Lo que hay en la Argentina es una especie de familia mafiosa de lazos informales –políticos, sindicalistas, empresarios, dueños de medios– que, por deserción ajena y por afán propio, se quedó con el país, aprendió a usufructuarlo, y no está dispuesta a perderlo. En los sesenta, el sociólogo José Luis de Imaz pudo escribir Los que mandan, sobre la composición de lo que todavía lucía como una clase dirigente. En los noventa, el periodista Luis Majul publicó sus crónicas sobre Los dueños de la Argentina, que no es exactamente lo mismo. El último libro de Majul se llamó El dueño de la Argentina, se refería a Kirchner, y la singularidad del personaje parecía más bien la metáfora de un régimen dedicado al saqueo. Con el correr del tiempo, el poder en la Argentina fue pasando a manos de una minoría crecientemente mezquina y prepotente, desinteresada de las instituciones, sin el menor apego a la norma, sin otro programa que llenarse los bolsillos y sin otra política que controlar a las masas, mediante el relato, mediante los punteros, mediante la droga y mediante la policía, para que la dejen hacer lo suyo en paz.

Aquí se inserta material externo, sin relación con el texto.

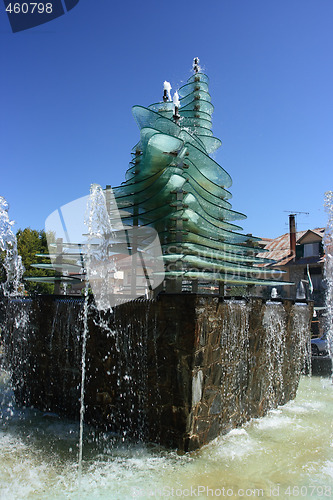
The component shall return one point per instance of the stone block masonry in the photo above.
(178, 370)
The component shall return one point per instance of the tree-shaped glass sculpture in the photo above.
(174, 186)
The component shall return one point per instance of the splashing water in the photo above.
(12, 261)
(328, 246)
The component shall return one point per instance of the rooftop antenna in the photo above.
(292, 212)
(196, 67)
(166, 92)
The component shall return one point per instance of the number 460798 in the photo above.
(29, 8)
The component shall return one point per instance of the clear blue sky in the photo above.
(67, 88)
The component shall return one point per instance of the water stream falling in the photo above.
(328, 246)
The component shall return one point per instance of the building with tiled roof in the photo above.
(301, 256)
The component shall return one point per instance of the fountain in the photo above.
(328, 246)
(159, 353)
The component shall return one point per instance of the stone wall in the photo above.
(178, 370)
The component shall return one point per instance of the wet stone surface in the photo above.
(178, 370)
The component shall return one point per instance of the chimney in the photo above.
(292, 235)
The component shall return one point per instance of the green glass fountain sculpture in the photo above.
(174, 186)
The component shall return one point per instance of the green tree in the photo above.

Los viejos oligarcas trazaban ciudades inclusivas, y protegían las costas marítimas y fluviales para la contemplación y el disfrute público, aseguraban la salud, la educación y la justicia, incluso para los inmigrantes que llegaron en masa. Los nuevos oligarcas destruyeron todo eso para convertirlo en negocios con clientela casi cautiva: esto no es una clase dirigente, esto es una banda de apropiadores de lo público. Desde aquel momento cruel de los setenta, signado por la muerte, la muerte física de las personas alcanzadas por la guerra interna pero también la muerte de la identidad, del contrato social, del proyecto argentino, todo ha sido desorden, decadencia y decepción. El país se ha ido a la banquina, y hoy carece de normas, de conducción y de programa. Nada puede fructificar en la anomia, la falta de liderazgo, la ausencia de rumbo. Nada puede fructificar sin conciencia nacional ni contrato social. La riqueza argentina, no solo la monetaria sino también la humana, está en fuga, y su gente más ambiciosa, capaz y emprendedora ya sabe, como lo sabe el capital, que para crecer debe irse.

Como sugiere Tuckey, el fútbol es una metáfora de la Argentina. Tiempo atrás disfrutábamos viendo en nuestros estadios las proezas de los Messi de la época. Hasta que las dirigencias corruptas de los clubes empezaron a exportar jugadores para solventar sus desmadres. Ahora los padres alientan en sus hijos un destino futbolero con la mirada en la contratación extranjera. Antes el pibe del potrero soñaba con jugar en River o en Boca, ahora piensa en el Barsa o el Milan. Nosotros debemos conformarnos con verlos brillar en la pantalla de un televisor chino, y amargarnos con el síndrome de Messi en medio de una selección cuya conducción deportiva e institucional ha sido manipulada desde lo más alto del poder político.

Pienso en los Messi y en los Juncos, en los argentinos que han logrado hacerse un nombre en el exterior, en las Argerich y en los Maldacena, y en tantos otros que anónimamente llevan adelante sus carreras, sus profesiones, sus vocaciones, aun con la acuciante nostalgia prendida en el corazón; pienso en los que están por dar ese paso hacia la puerta de salida, pienso en los que querrían hacerlo pero no pueden; pienso en los que ni siquiera conciben esa posibilidad. Y cada vez que pienso en mis compatriotas en estos términos me viene a la memoria la imagen del Cid, cuando parte al destierro, abandonado por un rey confundido:

Todos salían a verle, niño, mujer y varón,
a las ventanas de Burgos mucha gente se asomó.
¡Cuántos ojos que lloraban de grande que era el dolor!
Y de los labios de todos sale la misma razón:
“¡Qué buen vasallo sería si tuviese buen señor!”